CREATE VIEW main.retail_data.monthly_revenue AS
SELECT
DATE_TRUNC('month', txn_date) AS month,
city,
SUM(amount) AS total_revenue,
COUNT(DISTINCT customer_id) AS unique_buyers
FROM main.retail_data.transactions
WHERE amount > 0
GROUP BY month, city;
-- Anyone can now query:
SELECT * FROM main.retail_data.monthly_revenue
WHERE city = 'Mumbai'
ORDER BY month
-- They see clean monthly revenue data without knowing
-- how transactions, customers, and filters work underneath.
Materialized Views
Unlike regular views (which re-execute the query each time), materialized views pre-compute results and store them. When you query a materialized view, you get near-instant results because the computation already happened. Databricks automatically refreshes materialized views when the underlying data changes.

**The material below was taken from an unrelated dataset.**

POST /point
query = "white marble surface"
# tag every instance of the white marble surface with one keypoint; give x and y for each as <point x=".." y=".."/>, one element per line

Query Parameters – Building Reusable Queries
Query parameters let you add input variables to a SQL query. Instead of hardcoding a city name or date range, you mark a value as a parameter. Users fill in the parameter value before running the query, making it reusable for different inputs.
-- Query with parameters (use double curly braces)
SELECT
city,
ROUND(SUM(amount), 2) AS total_revenue
FROM main.retail_data.transactions
WHERE city = '{{ city_name }}'
AND YEAR(txn_date) = {{ target_year }}
GROUP BY city
-- When running:
-- city_name → "Mumbai"
-- target_year → 2024
-- Result shows Mumbai's 2024 revenue.
-- Change parameters to "Delhi" and 2023 for Delhi's 2023 data.
Building Dashboards from SQL Queries
Every query result in the SQL Editor can become a chart or table on a dashboard. The workflow is simple:
DASHBOARD CREATION WORKFLOW
──────────────────────────────────────────────────────────────
Step 1: Write and run a SQL query in the SQL Editor
↓
Step 2: Click the "+" button next to the results table
Select chart type: Bar, Line, Pie, Area, Counter...
↓
Step 3: Configure chart: which column is the X axis,
which is the Y axis, grouping, colors, labels
↓
Step 4: Click "Add to Dashboard"
Select an existing dashboard or create new one
↓
Step 5: Arrange widgets on the dashboard by dragging
Add text boxes, images, or section headers
↓
Step 6: Set refresh schedule: every hour, daily, weekly
↓
Step 7: Share the dashboard link with your team
They see live, auto-refreshed charts without needing
to log into the SQL Editor themselves
Setting Up Alerts
Alerts monitor a query result and send a notification when a condition is met. You set up an alert once, and Databricks checks the condition on a schedule.
ALERT EXAMPLE: Detect Revenue Drop
──────────────────────────────────────────────────────────────
Query:
SELECT SUM(amount) AS today_revenue
FROM transactions
WHERE DATE(txn_date) = CURRENT_DATE()
Alert condition:
today_revenue < 100000
Notification:
Send email to: analytics-team@company.com
Message: "Daily revenue dropped below ₹1,00,000.
Check for data pipeline issues."
Schedule: Check every 30 minutes.
Alerts integrate with email, Slack, and PagerDuty. A data pipeline failure that stops new data from loading will trigger revenue alerts long before any human notices the dashboard shows stale data.
Key Points
- Databricks SQL provides a complete analytics environment: SQL editor, dashboard builder, alert system, and query history in one interface.
- SQL Warehouses power queries with Photon, a vectorized engine that processes thousands of rows at once and runs SQL up to 12 times faster than standard Spark.
- Serverless SQL Warehouses start in seconds and charge by the second, making them ideal for intermittent or unpredictable query workloads.
- CTEs make complex multi-step queries readable by naming each logical step clearly.
- Window functions enable ranking, running totals, and moving averages over related rows without subqueries.
- Views hide complex SQL logic behind simple table names; materialized views pre-compute results for instant query response.
- Query parameters make saved queries reusable for different inputs, turning a one-off query into a self-service report.
- Alerts monitor query results on a schedule and send notifications when metrics cross defined thresholds.